I am new as well to this. I'm sure someone with far more experience than me will advise but from what I have been told and learned there isn't really much of a "red", the red zebra but then that is kinda orange. Maybe a hongi red top? And get something very different colour wise.


----------



## mikespad4000 (May 28, 2020)

Yea sorry I should have said I was going to get the red zebra ob. I was looking into hongi red tops as well. Thanks for commenting though any bit helps.


----------



## DJRansome (Oct 29, 2005)

Don't do 2 males. 1m:4f works for peaceful mbuna.

The red zebra OB is also orange. Hongi are blue...and blue barred to boot so may not do well with the saulosi.

Go for something that is completely different from the blue saulosi males and yellow/orange saulosi females.

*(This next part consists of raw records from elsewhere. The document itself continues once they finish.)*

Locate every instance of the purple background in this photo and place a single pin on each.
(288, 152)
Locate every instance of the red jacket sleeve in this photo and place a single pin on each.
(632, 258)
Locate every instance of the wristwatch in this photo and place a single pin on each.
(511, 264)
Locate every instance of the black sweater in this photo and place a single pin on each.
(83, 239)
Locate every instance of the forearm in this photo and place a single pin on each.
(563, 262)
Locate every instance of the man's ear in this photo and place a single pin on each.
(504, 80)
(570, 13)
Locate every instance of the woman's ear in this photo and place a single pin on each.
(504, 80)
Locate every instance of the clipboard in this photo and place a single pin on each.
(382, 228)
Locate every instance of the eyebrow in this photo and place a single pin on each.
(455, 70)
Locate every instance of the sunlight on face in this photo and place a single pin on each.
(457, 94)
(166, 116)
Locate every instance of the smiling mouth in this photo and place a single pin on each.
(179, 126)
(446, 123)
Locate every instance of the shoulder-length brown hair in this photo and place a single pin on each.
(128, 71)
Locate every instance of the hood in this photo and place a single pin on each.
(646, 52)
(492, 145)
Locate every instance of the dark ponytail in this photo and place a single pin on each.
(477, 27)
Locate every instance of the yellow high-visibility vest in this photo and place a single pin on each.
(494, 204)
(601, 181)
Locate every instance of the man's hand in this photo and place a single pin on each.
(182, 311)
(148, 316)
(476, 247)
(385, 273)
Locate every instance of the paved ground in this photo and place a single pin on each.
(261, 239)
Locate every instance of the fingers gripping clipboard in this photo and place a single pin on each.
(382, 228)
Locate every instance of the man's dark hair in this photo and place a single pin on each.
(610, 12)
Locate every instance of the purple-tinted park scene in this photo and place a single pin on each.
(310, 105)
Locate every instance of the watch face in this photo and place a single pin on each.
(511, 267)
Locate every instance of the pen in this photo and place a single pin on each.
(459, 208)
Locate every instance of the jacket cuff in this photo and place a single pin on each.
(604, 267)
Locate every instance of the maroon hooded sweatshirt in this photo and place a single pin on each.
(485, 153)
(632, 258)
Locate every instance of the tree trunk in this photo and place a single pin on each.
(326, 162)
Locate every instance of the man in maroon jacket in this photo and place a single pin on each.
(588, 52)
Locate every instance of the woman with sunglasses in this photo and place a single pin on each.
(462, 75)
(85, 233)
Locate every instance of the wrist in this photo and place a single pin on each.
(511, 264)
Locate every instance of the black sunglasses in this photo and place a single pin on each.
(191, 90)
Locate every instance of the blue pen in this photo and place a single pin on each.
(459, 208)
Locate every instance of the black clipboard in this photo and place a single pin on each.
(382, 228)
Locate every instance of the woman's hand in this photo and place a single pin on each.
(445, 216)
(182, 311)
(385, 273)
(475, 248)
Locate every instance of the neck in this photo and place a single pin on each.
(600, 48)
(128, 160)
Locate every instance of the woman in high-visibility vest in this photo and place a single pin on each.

Rusties? Metriaclima callainos? Socolofi? White labs?


----------



## mikespad4000 (May 28, 2020)

Perfect thanks! I'll probably go with the rusties then for a bit of color difference. Sorry *** heard online that 2 males help make the dominant males color look better. I'll stick to 1 male then for the sake of the fish.


----------



## DJRansome (Oct 29, 2005)

3 males would work for that with a mild species like saulosi (not estherae). But then you would use 3 of your species slots for saulosi because you would still want 4 females for each male.

Showing off for the females will make the males color as well.


----------



## ldrmanic (Dec 22, 2019)

I love Rusties! They are beautiful and on the peaceful side for mbunas!


----------



## mikespad4000 (May 28, 2020)

So for future reference have 4f for every 1m roughly. Got it. After more research I'm starting to also like the Rusties as well. Thanks so much for your help


----------



## DJRansome (Oct 29, 2005)

A better way to think of it is one male/species/tank. Saulosi are the exception rather than the rule where multiple males might work for aggression in a tank...even if all three do not color. Colorless males are kind of not the point.


----------



## mikespad4000 (May 28, 2020)

Ok. I think I get it now. Thanks for your help!


----------